- Directed by: Abbas–Mustan
- Screenplay by: Deepak Venkateshan
- Story by: Deepak Venkateshan
- Produced by: Allarakha Vohra; Sayeed Vohra;
- Starring: Arjun Rampal Rani Mukerji Priya Prakash Varrier
- Cinematography: Ravi Yadav
- Production company: AV Picture Production LLP
- Country: India
- Language: Hindi

= 3 Monkeys (unreleased Hindi film) =

3 Monkeys is an unreleased Indian Hindi-language heist thriller film directed by the duo Abbas–Mustan.
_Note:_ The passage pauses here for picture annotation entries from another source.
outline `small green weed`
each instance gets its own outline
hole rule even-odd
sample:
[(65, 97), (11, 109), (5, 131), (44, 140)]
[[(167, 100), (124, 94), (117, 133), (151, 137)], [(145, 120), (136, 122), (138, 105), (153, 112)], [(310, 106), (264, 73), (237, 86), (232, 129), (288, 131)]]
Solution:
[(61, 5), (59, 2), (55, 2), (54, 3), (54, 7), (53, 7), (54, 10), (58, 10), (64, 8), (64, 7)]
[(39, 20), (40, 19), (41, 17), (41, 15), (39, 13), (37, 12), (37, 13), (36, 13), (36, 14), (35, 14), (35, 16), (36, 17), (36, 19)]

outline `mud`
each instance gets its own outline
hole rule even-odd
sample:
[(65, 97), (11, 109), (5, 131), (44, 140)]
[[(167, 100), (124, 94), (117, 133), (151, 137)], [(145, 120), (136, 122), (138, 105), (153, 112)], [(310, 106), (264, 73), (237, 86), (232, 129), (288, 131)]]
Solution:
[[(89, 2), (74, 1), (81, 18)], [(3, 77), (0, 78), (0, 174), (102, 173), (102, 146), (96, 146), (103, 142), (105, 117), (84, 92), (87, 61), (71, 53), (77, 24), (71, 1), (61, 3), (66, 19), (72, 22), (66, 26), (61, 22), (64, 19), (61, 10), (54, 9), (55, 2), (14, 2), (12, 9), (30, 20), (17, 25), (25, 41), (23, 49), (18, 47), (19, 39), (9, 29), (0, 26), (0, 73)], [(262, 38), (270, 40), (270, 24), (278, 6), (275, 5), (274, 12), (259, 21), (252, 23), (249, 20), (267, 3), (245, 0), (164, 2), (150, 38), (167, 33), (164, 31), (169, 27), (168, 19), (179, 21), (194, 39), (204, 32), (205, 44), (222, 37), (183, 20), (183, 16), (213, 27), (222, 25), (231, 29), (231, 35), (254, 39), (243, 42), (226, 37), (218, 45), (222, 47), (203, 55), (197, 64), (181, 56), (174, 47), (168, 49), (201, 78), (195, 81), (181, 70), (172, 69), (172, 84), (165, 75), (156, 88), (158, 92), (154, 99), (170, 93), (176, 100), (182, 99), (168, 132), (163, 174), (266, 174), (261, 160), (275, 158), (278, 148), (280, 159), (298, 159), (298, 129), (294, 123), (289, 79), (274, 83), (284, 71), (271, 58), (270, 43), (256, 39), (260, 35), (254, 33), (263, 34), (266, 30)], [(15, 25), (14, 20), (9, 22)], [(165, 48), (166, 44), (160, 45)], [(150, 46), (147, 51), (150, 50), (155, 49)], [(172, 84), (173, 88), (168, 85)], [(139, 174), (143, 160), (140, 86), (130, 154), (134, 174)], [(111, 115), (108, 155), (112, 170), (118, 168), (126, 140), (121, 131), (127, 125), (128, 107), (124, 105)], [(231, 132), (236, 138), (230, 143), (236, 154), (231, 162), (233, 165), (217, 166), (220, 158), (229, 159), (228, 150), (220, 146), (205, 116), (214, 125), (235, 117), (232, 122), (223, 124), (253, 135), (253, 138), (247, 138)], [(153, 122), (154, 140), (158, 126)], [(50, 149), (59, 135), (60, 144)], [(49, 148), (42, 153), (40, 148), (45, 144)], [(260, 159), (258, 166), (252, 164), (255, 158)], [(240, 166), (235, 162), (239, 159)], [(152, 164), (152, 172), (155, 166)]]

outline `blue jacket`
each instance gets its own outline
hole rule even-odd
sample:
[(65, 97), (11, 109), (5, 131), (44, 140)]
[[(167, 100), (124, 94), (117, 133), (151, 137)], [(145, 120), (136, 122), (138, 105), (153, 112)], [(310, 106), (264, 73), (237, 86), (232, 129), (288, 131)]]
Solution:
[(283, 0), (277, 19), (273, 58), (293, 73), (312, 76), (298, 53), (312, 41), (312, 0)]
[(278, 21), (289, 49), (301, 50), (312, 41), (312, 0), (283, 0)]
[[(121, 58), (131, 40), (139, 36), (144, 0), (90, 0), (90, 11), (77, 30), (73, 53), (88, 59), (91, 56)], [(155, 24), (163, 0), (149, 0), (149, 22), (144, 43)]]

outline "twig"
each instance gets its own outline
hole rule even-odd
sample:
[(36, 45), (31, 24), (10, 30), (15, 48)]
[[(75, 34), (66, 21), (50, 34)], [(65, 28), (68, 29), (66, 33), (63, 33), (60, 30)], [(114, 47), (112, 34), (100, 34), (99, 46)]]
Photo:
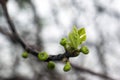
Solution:
[[(10, 38), (14, 38), (19, 44), (21, 44), (21, 46), (29, 53), (31, 53), (32, 55), (34, 56), (38, 56), (38, 53), (39, 51), (37, 51), (36, 49), (33, 49), (31, 46), (29, 46), (28, 44), (25, 44), (25, 42), (20, 38), (20, 36), (18, 35), (16, 29), (15, 29), (15, 25), (13, 24), (12, 20), (10, 19), (10, 16), (8, 14), (8, 11), (7, 11), (7, 7), (6, 7), (6, 2), (7, 0), (0, 0), (0, 3), (2, 5), (2, 8), (4, 10), (4, 13), (5, 13), (5, 17), (7, 19), (7, 22), (9, 24), (9, 27), (12, 31), (12, 34), (4, 31), (2, 28), (0, 28), (0, 32), (3, 33), (4, 35), (10, 37)], [(13, 37), (11, 37), (13, 36)], [(49, 58), (46, 60), (46, 61), (61, 61), (63, 58), (69, 58), (69, 57), (73, 57), (73, 55), (70, 55), (68, 54), (68, 52), (66, 51), (65, 53), (63, 54), (58, 54), (58, 55), (49, 55)], [(78, 67), (78, 66), (75, 66), (73, 65), (73, 68), (76, 69), (76, 70), (80, 70), (82, 72), (86, 72), (86, 73), (89, 73), (89, 74), (92, 74), (92, 75), (96, 75), (96, 76), (99, 76), (99, 77), (102, 77), (102, 78), (106, 78), (106, 79), (109, 79), (109, 80), (114, 80), (106, 75), (103, 75), (103, 74), (99, 74), (99, 73), (95, 73), (93, 71), (90, 71), (88, 69), (85, 69), (85, 68), (81, 68), (81, 67)]]

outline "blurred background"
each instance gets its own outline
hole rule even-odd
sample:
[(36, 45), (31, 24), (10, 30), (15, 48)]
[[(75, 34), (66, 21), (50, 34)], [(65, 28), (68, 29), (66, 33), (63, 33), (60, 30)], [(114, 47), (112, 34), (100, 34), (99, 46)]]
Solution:
[[(71, 63), (120, 80), (120, 0), (8, 0), (7, 8), (20, 37), (49, 54), (64, 53), (59, 42), (73, 25), (85, 27), (90, 53)], [(0, 28), (10, 32), (1, 5)], [(23, 59), (22, 52), (0, 30), (0, 80), (106, 80), (75, 67), (64, 72), (60, 62), (48, 70), (32, 55)]]

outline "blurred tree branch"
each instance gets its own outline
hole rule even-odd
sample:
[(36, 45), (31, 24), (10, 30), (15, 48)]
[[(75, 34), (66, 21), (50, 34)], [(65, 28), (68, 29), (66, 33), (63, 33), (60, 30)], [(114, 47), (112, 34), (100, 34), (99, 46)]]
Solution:
[[(34, 56), (37, 57), (38, 53), (39, 53), (39, 50), (37, 50), (36, 48), (33, 49), (34, 46), (32, 47), (32, 46), (26, 44), (21, 39), (21, 37), (18, 35), (18, 33), (17, 33), (16, 29), (15, 29), (15, 25), (13, 24), (13, 22), (12, 22), (10, 16), (9, 16), (9, 14), (8, 14), (6, 3), (7, 3), (7, 0), (0, 0), (0, 4), (2, 5), (2, 8), (4, 10), (4, 14), (5, 14), (6, 20), (7, 20), (8, 24), (9, 24), (9, 27), (10, 27), (10, 29), (12, 31), (12, 34), (10, 32), (8, 32), (8, 31), (5, 31), (5, 29), (3, 29), (1, 27), (0, 27), (0, 32), (2, 34), (6, 35), (7, 37), (9, 37), (12, 42), (19, 43), (23, 47), (23, 49), (25, 49), (27, 52), (29, 52), (32, 55), (34, 55)], [(31, 5), (32, 5), (32, 8), (34, 10), (33, 4), (31, 4)], [(34, 16), (37, 17), (36, 13), (35, 13)], [(34, 20), (35, 24), (37, 23), (37, 20), (36, 19)], [(38, 25), (36, 25), (36, 26), (38, 26)], [(58, 55), (49, 55), (49, 58), (46, 61), (51, 61), (51, 60), (53, 60), (53, 61), (61, 61), (64, 57), (72, 57), (72, 56), (68, 55), (66, 53), (64, 53), (64, 54), (58, 54)], [(74, 64), (72, 64), (72, 66), (73, 66), (73, 68), (75, 70), (79, 70), (81, 72), (89, 73), (89, 74), (92, 74), (92, 75), (95, 75), (95, 76), (98, 76), (98, 77), (101, 77), (101, 78), (105, 78), (105, 79), (109, 79), (109, 80), (114, 80), (114, 79), (112, 79), (109, 76), (106, 76), (106, 75), (103, 75), (103, 74), (100, 74), (100, 73), (96, 73), (94, 71), (88, 70), (88, 69), (80, 67), (80, 66), (76, 66)]]

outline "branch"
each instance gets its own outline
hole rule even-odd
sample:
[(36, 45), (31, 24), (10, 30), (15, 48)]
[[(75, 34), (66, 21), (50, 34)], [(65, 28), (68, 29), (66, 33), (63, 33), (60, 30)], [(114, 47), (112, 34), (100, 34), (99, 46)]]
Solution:
[[(8, 36), (10, 39), (15, 39), (15, 41), (17, 43), (19, 43), (24, 50), (26, 50), (28, 53), (31, 53), (33, 56), (38, 56), (38, 53), (39, 53), (39, 50), (37, 50), (36, 48), (33, 48), (33, 46), (30, 46), (28, 44), (26, 44), (21, 38), (20, 36), (18, 35), (16, 29), (15, 29), (15, 25), (13, 24), (9, 14), (8, 14), (8, 10), (7, 10), (7, 7), (6, 7), (6, 3), (7, 3), (7, 0), (0, 0), (0, 4), (2, 5), (2, 8), (3, 8), (3, 11), (5, 13), (5, 17), (6, 17), (6, 20), (9, 24), (9, 27), (12, 31), (12, 34), (10, 34), (9, 32), (5, 31), (4, 29), (0, 28), (0, 32), (6, 36)], [(61, 61), (63, 60), (63, 58), (70, 58), (70, 57), (74, 57), (73, 54), (69, 54), (67, 51), (63, 54), (58, 54), (58, 55), (49, 55), (48, 59), (45, 61), (45, 62), (48, 62), (48, 61)], [(82, 72), (86, 72), (86, 73), (89, 73), (89, 74), (92, 74), (92, 75), (96, 75), (96, 76), (99, 76), (99, 77), (102, 77), (102, 78), (106, 78), (106, 79), (109, 79), (109, 80), (113, 80), (112, 78), (108, 77), (108, 76), (105, 76), (103, 74), (99, 74), (99, 73), (95, 73), (93, 71), (90, 71), (88, 69), (85, 69), (85, 68), (81, 68), (81, 67), (78, 67), (78, 66), (75, 66), (73, 65), (73, 68), (76, 69), (76, 70), (80, 70)]]

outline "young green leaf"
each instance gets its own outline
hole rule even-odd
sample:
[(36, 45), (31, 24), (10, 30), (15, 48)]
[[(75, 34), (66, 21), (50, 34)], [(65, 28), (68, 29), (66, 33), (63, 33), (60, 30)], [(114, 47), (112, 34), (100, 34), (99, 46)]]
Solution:
[(46, 52), (40, 52), (38, 54), (38, 59), (41, 60), (41, 61), (45, 61), (48, 59), (48, 54)]
[(70, 46), (77, 49), (79, 46), (79, 34), (77, 28), (74, 26), (72, 32), (69, 33)]
[(60, 41), (60, 44), (61, 44), (62, 46), (66, 46), (66, 44), (67, 44), (67, 39), (66, 39), (66, 38), (62, 38), (61, 41)]
[(65, 66), (64, 66), (64, 68), (63, 68), (63, 70), (64, 70), (65, 72), (67, 72), (67, 71), (69, 71), (70, 69), (71, 69), (70, 62), (66, 62)]
[(53, 61), (49, 61), (47, 67), (48, 67), (48, 69), (54, 69), (55, 63)]
[(82, 46), (80, 51), (84, 54), (88, 54), (89, 53), (89, 49), (86, 46)]
[(79, 29), (79, 30), (78, 30), (78, 34), (79, 34), (79, 36), (80, 36), (79, 41), (80, 41), (80, 44), (81, 44), (83, 41), (86, 40), (86, 32), (85, 32), (85, 28), (81, 28), (81, 29)]
[(27, 58), (27, 57), (28, 57), (28, 53), (27, 53), (26, 51), (23, 52), (23, 53), (22, 53), (22, 57), (23, 57), (23, 58)]

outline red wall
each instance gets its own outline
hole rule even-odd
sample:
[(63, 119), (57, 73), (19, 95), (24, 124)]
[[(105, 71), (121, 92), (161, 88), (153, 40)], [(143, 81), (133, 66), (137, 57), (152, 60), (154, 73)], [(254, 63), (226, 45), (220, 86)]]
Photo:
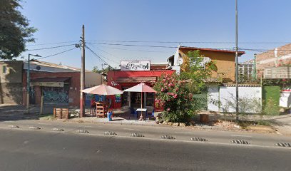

The film is produced by Allarakha Vohra and Sayeed Vohra under the banner AV Picture Production LLP. The film stars Arjun Rampal, Rani Mukerji and Priya Prakash Varrier.

== Cast ==

- Arjun Rampal
- Rani Mukerji
- Priya Prakash Varrier
- Tunisha Sharma
- Abrar Zahoor
- Rajesh Khattar
- Denzil Smith
- Ivan Sylvester Rodrigues
- Inderpal Singh
- Arpit Ranka
- Anant Mahadevan
- Jyoti Gauba
- Rio Kapadia
- Akashdeep Sabir
- Colonel Ravi Sharma
- Vishal Jethwa
- Ujjwal Gauraha

== Production ==
Principal Photography began on 13 November 2021 in Mumbai.

The cast includes Tunisha Sharma in a posthumous appearance following her death on 24 December 2022.